En primer lugar, la pérdida de influencia de la iglesia católica y su cambio ulterior. Cuando ésta controlaba la vida espiritual española, de forma innegable, realizaba una parte notable del trabajo al señalar la posibilidad de condenación y la existencia de una justicia divina. Por supuesto, los evangélicos podíamos diferir sustancialmente sobre el camino de salvación o sobre qué comportamientos eran pecado, pero, desde luego, era casi imposible encontrar a un compatriota que no creyera en la otra vida, en la necesidad de buscar la salvación y en la posibilidad de condenación.
Con los matices que se quieran, a la hora de comunicarle el Evangelio, una parte del camino ya había sido recorrido.
Hoy, no sólo es que el peso del catolicismo es menor que hace cuatro décadas es que además, en buena parte de los medios católicos, no se considera de buen gusto hablar de la perdición. Últimamente, incluso he podido leer a un católico que la preocupación por la salvación es algo típicamente protestante y no católico. ¡Supina ignorancia la del personaje en relación con lo que enseña su propia iglesia!
En segundo lugar, esa predicación que habla de la necesidad de comprender la situación de perdición y de buscar la salvación no ha sido suplida por las iglesias evangélicas. En parte, por su reducido peso social y, en parte, porque algunas no piensan que sea necesario, el caso es que esa parte de la predicación no se ha realizado ni se realiza en la medida deseable.
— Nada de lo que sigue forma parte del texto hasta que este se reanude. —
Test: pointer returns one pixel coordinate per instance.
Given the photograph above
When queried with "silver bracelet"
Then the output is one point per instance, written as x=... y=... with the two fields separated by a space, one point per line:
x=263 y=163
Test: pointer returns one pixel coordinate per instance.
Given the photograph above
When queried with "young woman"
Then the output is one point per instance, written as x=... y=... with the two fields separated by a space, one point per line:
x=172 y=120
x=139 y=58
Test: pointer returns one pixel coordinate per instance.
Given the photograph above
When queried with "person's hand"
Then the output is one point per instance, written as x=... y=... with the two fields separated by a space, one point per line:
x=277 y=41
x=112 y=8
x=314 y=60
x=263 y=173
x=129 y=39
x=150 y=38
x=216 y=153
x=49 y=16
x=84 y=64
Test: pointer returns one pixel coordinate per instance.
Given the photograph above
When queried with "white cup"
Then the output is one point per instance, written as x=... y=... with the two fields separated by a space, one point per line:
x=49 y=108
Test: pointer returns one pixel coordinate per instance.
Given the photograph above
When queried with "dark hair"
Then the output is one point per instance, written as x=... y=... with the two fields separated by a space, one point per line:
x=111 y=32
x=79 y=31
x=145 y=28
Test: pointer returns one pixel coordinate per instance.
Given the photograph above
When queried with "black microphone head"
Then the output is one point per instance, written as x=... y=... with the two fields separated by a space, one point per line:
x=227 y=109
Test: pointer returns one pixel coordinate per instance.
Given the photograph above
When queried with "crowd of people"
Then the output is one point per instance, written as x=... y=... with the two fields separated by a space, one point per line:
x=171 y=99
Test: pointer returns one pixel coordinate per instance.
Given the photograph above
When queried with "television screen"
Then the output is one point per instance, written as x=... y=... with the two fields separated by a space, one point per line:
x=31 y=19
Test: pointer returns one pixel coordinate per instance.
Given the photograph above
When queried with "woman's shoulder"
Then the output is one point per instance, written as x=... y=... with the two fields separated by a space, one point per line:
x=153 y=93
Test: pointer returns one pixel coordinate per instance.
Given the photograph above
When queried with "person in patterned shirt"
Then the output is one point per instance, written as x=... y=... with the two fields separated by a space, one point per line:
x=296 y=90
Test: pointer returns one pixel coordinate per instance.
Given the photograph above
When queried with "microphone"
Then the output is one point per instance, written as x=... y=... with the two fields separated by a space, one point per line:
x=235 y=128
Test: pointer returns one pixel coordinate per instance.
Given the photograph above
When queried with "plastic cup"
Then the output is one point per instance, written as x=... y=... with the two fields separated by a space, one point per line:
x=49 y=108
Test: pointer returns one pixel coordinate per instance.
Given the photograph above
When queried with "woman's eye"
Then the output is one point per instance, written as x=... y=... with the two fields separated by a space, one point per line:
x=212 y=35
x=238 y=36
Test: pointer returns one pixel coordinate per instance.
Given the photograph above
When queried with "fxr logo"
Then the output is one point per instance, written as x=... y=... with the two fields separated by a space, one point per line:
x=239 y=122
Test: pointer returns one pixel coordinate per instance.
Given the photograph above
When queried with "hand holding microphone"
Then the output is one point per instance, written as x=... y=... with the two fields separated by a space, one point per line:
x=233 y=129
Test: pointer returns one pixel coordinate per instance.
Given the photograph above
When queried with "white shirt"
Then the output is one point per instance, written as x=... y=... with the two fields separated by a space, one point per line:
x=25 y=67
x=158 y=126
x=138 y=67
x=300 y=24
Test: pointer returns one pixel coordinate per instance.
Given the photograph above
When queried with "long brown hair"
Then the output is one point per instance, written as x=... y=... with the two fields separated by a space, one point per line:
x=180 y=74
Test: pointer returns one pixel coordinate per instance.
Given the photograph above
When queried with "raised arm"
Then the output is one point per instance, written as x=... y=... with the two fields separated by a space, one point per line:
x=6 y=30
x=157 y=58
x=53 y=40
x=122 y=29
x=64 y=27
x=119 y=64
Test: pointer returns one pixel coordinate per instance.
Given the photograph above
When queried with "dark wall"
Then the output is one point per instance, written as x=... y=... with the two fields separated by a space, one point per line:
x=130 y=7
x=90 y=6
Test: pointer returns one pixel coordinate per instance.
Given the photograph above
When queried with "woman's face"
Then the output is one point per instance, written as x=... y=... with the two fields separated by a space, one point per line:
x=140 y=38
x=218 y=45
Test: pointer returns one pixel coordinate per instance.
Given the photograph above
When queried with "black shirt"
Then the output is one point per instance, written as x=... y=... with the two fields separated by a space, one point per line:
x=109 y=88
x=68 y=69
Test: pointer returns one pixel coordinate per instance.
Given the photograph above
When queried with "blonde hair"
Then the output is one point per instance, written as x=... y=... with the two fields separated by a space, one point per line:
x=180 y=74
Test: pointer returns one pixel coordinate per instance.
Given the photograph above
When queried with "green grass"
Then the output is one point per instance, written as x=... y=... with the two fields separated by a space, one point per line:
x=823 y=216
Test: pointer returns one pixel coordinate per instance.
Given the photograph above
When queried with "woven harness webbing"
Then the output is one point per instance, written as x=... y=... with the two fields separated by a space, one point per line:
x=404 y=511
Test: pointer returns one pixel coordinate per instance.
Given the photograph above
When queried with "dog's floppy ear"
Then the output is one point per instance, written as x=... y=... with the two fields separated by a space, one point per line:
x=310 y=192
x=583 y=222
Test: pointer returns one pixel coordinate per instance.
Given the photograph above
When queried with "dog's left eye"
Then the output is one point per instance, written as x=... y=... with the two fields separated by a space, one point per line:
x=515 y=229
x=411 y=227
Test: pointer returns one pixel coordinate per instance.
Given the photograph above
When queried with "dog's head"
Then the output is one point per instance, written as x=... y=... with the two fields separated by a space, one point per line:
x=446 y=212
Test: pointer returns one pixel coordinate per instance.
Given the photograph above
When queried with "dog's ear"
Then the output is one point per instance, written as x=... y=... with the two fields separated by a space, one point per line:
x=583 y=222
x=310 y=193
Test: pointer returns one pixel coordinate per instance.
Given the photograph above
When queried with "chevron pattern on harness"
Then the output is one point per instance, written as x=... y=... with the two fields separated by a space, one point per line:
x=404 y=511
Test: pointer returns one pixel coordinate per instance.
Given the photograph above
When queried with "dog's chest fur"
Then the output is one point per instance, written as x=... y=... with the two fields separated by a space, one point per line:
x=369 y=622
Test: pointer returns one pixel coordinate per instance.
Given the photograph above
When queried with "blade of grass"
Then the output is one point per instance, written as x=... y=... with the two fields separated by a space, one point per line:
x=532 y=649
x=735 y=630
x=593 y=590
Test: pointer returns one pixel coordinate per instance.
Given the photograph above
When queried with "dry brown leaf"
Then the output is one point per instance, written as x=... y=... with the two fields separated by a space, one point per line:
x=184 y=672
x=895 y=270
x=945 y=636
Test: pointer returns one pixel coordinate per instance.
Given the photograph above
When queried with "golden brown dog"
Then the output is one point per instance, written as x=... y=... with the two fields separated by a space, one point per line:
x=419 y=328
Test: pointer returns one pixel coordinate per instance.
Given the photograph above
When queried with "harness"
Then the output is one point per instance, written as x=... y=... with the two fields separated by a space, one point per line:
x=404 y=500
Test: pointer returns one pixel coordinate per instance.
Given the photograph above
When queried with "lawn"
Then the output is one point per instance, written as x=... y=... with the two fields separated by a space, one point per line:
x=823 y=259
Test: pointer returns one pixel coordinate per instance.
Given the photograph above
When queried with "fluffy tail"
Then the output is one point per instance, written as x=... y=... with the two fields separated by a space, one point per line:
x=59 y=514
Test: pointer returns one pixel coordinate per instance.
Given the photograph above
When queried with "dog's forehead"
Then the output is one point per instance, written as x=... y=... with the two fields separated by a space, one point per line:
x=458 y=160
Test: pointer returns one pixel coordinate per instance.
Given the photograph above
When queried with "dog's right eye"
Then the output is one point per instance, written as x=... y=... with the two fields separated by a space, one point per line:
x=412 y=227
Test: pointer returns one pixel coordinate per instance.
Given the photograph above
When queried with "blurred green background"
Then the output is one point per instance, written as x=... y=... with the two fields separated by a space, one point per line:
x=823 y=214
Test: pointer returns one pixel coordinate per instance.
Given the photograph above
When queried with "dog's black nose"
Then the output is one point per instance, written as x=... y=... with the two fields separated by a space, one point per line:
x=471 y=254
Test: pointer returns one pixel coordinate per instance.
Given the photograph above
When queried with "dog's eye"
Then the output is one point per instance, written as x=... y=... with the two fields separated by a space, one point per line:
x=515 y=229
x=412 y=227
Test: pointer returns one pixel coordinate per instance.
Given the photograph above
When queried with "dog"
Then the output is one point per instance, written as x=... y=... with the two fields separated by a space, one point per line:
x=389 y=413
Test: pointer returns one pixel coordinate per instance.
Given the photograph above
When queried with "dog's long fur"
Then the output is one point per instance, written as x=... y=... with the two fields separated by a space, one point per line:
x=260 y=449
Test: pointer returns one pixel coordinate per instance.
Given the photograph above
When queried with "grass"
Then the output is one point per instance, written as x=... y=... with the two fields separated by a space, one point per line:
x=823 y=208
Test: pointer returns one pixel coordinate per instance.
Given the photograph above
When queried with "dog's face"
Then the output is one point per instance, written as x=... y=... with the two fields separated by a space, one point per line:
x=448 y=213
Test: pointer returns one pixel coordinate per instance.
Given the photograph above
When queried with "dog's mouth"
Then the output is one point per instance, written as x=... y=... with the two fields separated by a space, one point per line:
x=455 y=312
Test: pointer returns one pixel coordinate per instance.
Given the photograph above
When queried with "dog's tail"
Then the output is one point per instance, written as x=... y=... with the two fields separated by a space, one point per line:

Finalmente, existe un interés más que evidente en nuestra sociedad por apartar a los seres humanos de su dimensión espiritual. El mismo culto chabacano al sexo o el consumismo desenfrenado no son sino muletas que se colocan delante del toro social para que embista y no se percate de que, más tarde o más temprano, le van a dar la puntilla.
Sin embargo, si nosotros predicamos los aspectos que he desarrollado en entregas anteriores, la predicación de que hay posibilidad de salvación viene por sí sola. De hecho, es precisamente la concatenación de todos los aspectos anteriores, lo que permite que prediquemos la salvación.
Desearía subrayar que no se trata de una teoría. Es lo que encontramos, por ejemplo, en los Evangelios. Jesús indica, primero, que somos enfermos necesitados de médico, ovejas que no saben cómo regresar al redil, monedas perdidas que jamás volverán por sus medios al bolsillo de su dueña, jóvenes calaveras que han desperdiciado su vida, para, acto seguido, exigir una decisión de sus coetáneos que desemboque en la aceptación de la salvación. Porque están condenados y perdidos, se les ofrece una vía de salida.
Lo mismo encontramos, por ejemplo, en Hechos 2:37 ss. Pedro muestra que sus oyentes están condenados y cuando, angustiados, le preguntan qué deben hacer para salvarse, les indica que han de convertirse. Una situación similar la hallamos en
Hechos 16:30-31 cuando a la pregunta del carcelero de Filipos indagando sobre lo que debe hacer para salvarse, Pablo respondió:
“Cree en el Señor Jesús y serás salvo…”. No tengo la menor duda de que esa conciencia de pecado es operada por el Espíritu Santo, pero, a la vez, las Escrituras son muy claras en el sentido de que no se producirá ese cambio sin oír y que nadie puede oír para creer a menos que alguien le predique (
Romanos 10:14 ss). La proclamación de esa salvación forma parte esencial de nuestra predicación.
No voy a detenerme mucho en ello, pero es obvio de las imágenes de Jesús que se trata de una salvación otorgada no por méritos propios sino por gracia, que se recibe a través de la fe. Como escribiría Pablo:
“por gracia sois salvos, a través de la fe, y esto no es de vosotros, no por obras para que nadie se gloríe…” (
Efesios 2:8-9) y, si lo pensamos con lógica, ¿podría ser de otra manera dada la realidad de nuestro pecado?
Espero poder dedicarme otro día a señalar como esa gracia gratuita –valga la redundancia– de Dios no puede ser mediatizada por algunas prácticas recientes de ciertos sectores evangélicos. La compra de “indulgencias evangélicas”, la visión de un Dios con el que se “negocia” para recibir bendiciones u otras imágenes que se han ido extendiendo y de las que no puedo ocuparme ahora constituyen un anti-Evangelio de gravísimas consecuencias, pero sobre eso hablaremos otro día.
Quedémonos ahora con la idea de que una predicación sin anunciar la salvación por gracia mediante la fe en Jesús no es una predicación evangélica.